Business
Smithfield businesses looking forward to a boost when Fidelity moves 500 jobs to town
01:00 AM EDT on Saturday, July 4, 2009

Work continues on the Fidelity Investments campus in Smithfield. Fidelity is adding 500 jobs there, starting in 2010.
The Providence Journal / Steve Szydlowski
SMITHFIELD –– Owners of businesses located near the Fidelity campus in Smithfield welcomed news that Fidelity Investments planned to add 500 jobs in the area. The prospect of increased traffic on Route 7 appeared to bother them not a bit.
“The more the merrier as far as we’re concerned,” said Jerry Blau, director of operations for Coppage Management, which owns a Dunkin’ Donuts near Fidelity’s Smithfield facility, and another in Lincoln.
Fidelity announced Thursday that it plans to increase employment in Smithfield from the current 2,300 to 2,800 in the first quarter of 2010. The move is part of an internal reshuffling of staff among Fidelity’s four New England locations, two of them in Massachusetts, one in New Hampshire, and one in Smithfield. “Whenever they come, we’ll be ready for them. The coffee’s on,” Blau said.
Bill Gowen, owner of Effin’s Last Resort at 325 Farnum Pike, said his restaurant gets a lot of business from Fidelity employees. “We’re very pleased about this. We get a ton of Fidelity people who come in after work,” he said. “They’re excellent customers, a first-class group of people. They’re our target crowd,” he said.
Effin’s is an expansive restaurant and bar with an outdoor pool in the back, a volleyball court, tiki bar and a tent for outdoor parties. There’s also a private room that Fidelity staffers occasionally book for functions. Gowen said his business has been badly hurt by the cool, rainy weather: “It’s terrible, trust me, it’s terrible,” he said. So the news that Fidelity would be adding 500 jobs in Smithfield was very welcome. Gowen said he knows 500 more customers will not suddenly arrive at his door, but added workers in the area should mean “an incremental increase” in his business.
Ed Kilbane, general manager of the Comfort Suites hotel at 1010 Douglas Pike, said his hotel caters to corporate clients who have built in the Smithfield area, among them Fidelity, Navigant, Amica and Citizens Bank, as well as nearby Bryant University. Kilbane said Comfort Suites’ proximity to the Fidelity campus is one of the reasons the hotel was built in 2000.
“Any customer is a good customer. . . we would like to see more expansion in the area,” said Kilbane, who said Comfort Suites, like hotels across the country, has felt the impact of the economic downturn.
So has Fidelity, and the investment firm underwent two rounds of layoffs in the past eight months, shedding 1,700 positions in February and 1,300 last November. When it announced the job cuts, the company declined to provide the specifics of how many jobs were lost from Smithfield.
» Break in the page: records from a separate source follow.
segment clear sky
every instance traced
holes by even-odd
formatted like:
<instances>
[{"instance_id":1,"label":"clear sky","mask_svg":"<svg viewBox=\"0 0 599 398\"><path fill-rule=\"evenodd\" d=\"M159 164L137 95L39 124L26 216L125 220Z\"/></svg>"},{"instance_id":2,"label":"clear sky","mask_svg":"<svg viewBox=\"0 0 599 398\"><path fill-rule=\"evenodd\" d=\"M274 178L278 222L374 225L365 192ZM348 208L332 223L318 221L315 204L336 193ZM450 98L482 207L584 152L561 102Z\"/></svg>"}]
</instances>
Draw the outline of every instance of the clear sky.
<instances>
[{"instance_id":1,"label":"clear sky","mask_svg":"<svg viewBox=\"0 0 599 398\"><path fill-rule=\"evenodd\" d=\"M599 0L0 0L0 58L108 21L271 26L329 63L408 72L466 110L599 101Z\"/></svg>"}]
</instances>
Denis Thibeault, co-owner of d. carlo Trattoria at 970 Douglas Pike, said that a few months ago his restaurant was hosting farewell parties for Fidelity employees who had lost jobs.
The news that 500 jobs are coming to Smithfield, he said, is far more welcome. Thibeault said the restaurant does a significant lunch and after-work business with Fidelity employees, plus a number of private parties. “We need it. This is not a big residential area. So it’s great to have them here, especially during the day,” he said.
Fidelity employees transferred to Smithfield will need to live somewhere, as well as eat. “It certainly is not going to hurt us,” said Karl Martone, president-elect of the Rhode Island Association of Realtors, on the possibility that Fidelity workers will move to northern Rhode Island. But Martone cautioned that some employees coming from Massachusetts will stay put rather than uproot their families.
Martone said the real-estate market in Rhode Island is becoming “really quite peppy” as consumer confidence rises and buyers take advantage of a first-time homebuyer credit. Fidelity employees who chose to buy homes in Rhode Island, he said, will help “clean up the [housing] inventory.”
Joyce Murray, bartender and manager at Parente’s Restaurant, 1114 Douglas Pike, said she’s been working there for 26 years. She pointed out that Parente’s is the first restaurant people come to on the Pike when they leave Fidelity. “I saw the news [of additional jobs] in the paper and I said, ‘Oh, good!’ ” Murray said.
Murray, whose sister is one of the restaurant’s owners, said the area has changed a great deal in the past 26 years, as corporations have built in the area and Bryant University has expanded. “When we moved here, 26 years ago, I said to my sister, ‘What are we doing up here in the woods?’ It’s been built up so much around here in the last 26 years. It’s unbelievable.”
With staff reports from Paul Grimaldi.